Из него вылетают мухи. Обычные, комнатные мухи. Десятки, сотни. Они кружат над ванной, садятся на мёд, на её лицо, на плечи. Она кричит — дико, истерично, зажмуривается, мотает головой. Ей кажется, что это пчёлы. Она чувствует укусы. Их нет, но она чувствует. Потому что мозг дорисовывает то, чего боится.
— Они жалят меня! — орёт она. — Уберите их!
Она бьётся в ванне, разбрызгивая мёд. Мухи взлетают и снова садятся. Её лицо перекошено от ужаса. Она задыхается, захлёбывается мёдом, кричит, плачет. А мухи просто сидят на ней и ползают.
Я смотрю на это ровно десять минут. Потом поворачиваюсь к Корнелиусу.
— Оставляем её здесь. До утра.
— Она может захлебнуться, — замечает Корнелиус.
— Может, — соглашаюсь я. — Тогда я проиграю спор. Но это вряд ли. Она живучая.
Мы выходим. За дверью её крики стихают, превращаются в всхлипы, потом в тихий, постоянный стон.
Я иду в свою комнату. Корнелиус — за мной. Мы поднимаемся по лестнице, проходим мимо портретов предков. В моей комнате — камин, кресло, бутылка виски на столике. Я сажусь, Корнелиус останавливается у двери.

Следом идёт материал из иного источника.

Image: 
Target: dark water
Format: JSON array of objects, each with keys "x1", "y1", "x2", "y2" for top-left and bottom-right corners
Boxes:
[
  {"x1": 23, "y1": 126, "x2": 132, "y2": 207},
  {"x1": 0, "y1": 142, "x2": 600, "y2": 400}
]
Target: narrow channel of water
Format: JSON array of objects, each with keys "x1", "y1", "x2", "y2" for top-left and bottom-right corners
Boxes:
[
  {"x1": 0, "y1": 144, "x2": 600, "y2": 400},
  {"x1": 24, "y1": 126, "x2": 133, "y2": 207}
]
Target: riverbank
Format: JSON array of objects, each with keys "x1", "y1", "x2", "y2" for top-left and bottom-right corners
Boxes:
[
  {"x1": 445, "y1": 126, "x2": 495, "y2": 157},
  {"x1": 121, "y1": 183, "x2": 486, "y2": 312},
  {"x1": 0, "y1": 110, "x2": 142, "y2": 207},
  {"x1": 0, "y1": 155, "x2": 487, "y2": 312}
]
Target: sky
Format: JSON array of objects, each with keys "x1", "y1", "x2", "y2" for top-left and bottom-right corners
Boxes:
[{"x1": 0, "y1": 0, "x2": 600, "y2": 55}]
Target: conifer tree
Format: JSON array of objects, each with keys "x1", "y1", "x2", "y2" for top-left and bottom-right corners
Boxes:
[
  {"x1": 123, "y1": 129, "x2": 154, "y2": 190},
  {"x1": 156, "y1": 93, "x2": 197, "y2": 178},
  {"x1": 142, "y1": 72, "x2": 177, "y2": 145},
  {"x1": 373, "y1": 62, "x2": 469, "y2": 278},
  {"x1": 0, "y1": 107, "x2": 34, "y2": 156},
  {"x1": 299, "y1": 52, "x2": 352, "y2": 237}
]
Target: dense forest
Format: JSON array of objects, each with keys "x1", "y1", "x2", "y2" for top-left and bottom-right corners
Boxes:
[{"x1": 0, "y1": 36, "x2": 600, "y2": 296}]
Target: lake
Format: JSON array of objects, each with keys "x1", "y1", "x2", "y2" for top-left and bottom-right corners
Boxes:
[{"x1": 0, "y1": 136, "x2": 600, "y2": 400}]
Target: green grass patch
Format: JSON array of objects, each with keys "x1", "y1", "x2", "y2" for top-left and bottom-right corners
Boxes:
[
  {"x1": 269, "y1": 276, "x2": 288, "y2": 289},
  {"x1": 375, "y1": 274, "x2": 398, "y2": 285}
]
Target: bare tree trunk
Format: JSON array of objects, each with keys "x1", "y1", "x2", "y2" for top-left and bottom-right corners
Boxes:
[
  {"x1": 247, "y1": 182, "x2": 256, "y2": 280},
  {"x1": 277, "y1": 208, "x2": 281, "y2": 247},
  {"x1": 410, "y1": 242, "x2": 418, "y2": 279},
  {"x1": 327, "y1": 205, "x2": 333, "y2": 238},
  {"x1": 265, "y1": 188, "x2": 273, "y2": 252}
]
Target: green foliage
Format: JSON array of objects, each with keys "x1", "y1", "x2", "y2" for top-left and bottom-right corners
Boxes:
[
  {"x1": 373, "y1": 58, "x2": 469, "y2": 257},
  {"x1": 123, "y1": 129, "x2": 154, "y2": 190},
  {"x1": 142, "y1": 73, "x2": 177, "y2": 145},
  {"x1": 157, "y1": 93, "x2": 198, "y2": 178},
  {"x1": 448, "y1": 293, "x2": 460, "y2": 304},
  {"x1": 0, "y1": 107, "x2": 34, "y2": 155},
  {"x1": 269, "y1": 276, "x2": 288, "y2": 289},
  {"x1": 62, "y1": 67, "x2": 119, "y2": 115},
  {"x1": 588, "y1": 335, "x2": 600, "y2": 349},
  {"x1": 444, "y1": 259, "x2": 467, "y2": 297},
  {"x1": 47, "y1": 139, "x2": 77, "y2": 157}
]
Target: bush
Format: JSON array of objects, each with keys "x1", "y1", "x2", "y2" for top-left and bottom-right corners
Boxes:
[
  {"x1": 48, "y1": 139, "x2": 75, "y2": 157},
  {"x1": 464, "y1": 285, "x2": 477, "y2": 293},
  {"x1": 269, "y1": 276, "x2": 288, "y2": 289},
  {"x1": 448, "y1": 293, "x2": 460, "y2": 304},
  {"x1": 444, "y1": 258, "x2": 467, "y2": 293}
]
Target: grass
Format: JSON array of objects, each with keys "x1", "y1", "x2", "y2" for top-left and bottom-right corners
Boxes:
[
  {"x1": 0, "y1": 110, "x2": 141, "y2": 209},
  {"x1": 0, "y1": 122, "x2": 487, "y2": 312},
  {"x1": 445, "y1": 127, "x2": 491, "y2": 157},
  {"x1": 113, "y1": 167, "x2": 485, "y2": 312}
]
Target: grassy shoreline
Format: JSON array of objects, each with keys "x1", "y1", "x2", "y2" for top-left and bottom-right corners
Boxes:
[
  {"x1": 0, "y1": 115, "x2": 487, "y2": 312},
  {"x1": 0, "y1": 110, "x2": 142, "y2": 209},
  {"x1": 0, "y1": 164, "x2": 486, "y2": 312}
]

— Сегодня она была… покладистой, — говорит он.
— Она сломлена, — отвечаю я. — Но не до конца. Ещё есть что ломать.
— Завтра продолжим?
— Завтра — да. Но сначала ты сделаешь кое-что.
Корнелиус ждёт.
— Утром, когда будешь отмывать её от мёда, сделай клизму. И влагалище промой. Тщательно. Я не хочу, чтобы она занесла инфекцию. Она умрёт тогда, когда я решу. Не раньше.
— Будет сделано, — кивает Корнелиус.
— И ещё. Вибратор оставь внутри. На завтра. Пусть привыкает.
Корнелиус кивает снова. Он никогда не задаёт лишних вопросов. За это я его и ценю.
Я откидываюсь в кресле, делаю глоток виски. Где-то внизу, в ванной, она кричит. Мухи жужжат. Мёд застывает. Скоро она перестанет кричать — у неё сядет голос, и она будет только хрипеть. Я знаю этот график. Я изучил его за эти дни.
— Как думаешь, сколько ей осталось? — спрашиваю я Корнелиуса.
Он задумывается.
— Две недели. Может, десять дней.
— А я ставлю на три недели, — говорю я. — Она сильнее, чем кажется. И слабее, чем нужно. Это странное сочетание.
— Вы выигрываете, — говорит Корнелиус. — Всегда.
Я усмехаюсь. Встаю, подхожу к окну. За стеклом — ночь, луна, чёрные деревья.
— Знаешь, о чём я думаю? — говорю я. — О том, как Арсений смотрел на неё. Как он верил. Как он думал, что если подождать достаточно долго, она изменится. Она посмотрит на него. Скажет «спасибо». Обнимет.
Я делаю ещё глоток.
— Он ждал три года. Она не изменилась. Она раздавила его птицу. Сожгла его стихи. Утопила его единственную дружбу. А теперь она стоит на коленях и лижет пол. И мне кажется… мне кажется, он бы не хотел на это смотреть.
Корнелиус молчит.
— Но я хочу, — говорю я. — Я буду смотреть. Каждый день. До самого конца.
Я допиваю виски, ставлю бокал на подоконник.
— Спокойной ночи, Корнелиус.
— Спокойной ночи, Майкл.
Он уходит. Я остаюсь один. Внизу — тишина. Она перестала кричать.
Я ложусь спать с улыбкой.
Завтра будет новый день. И она будет жить. Пока я не решу иначе.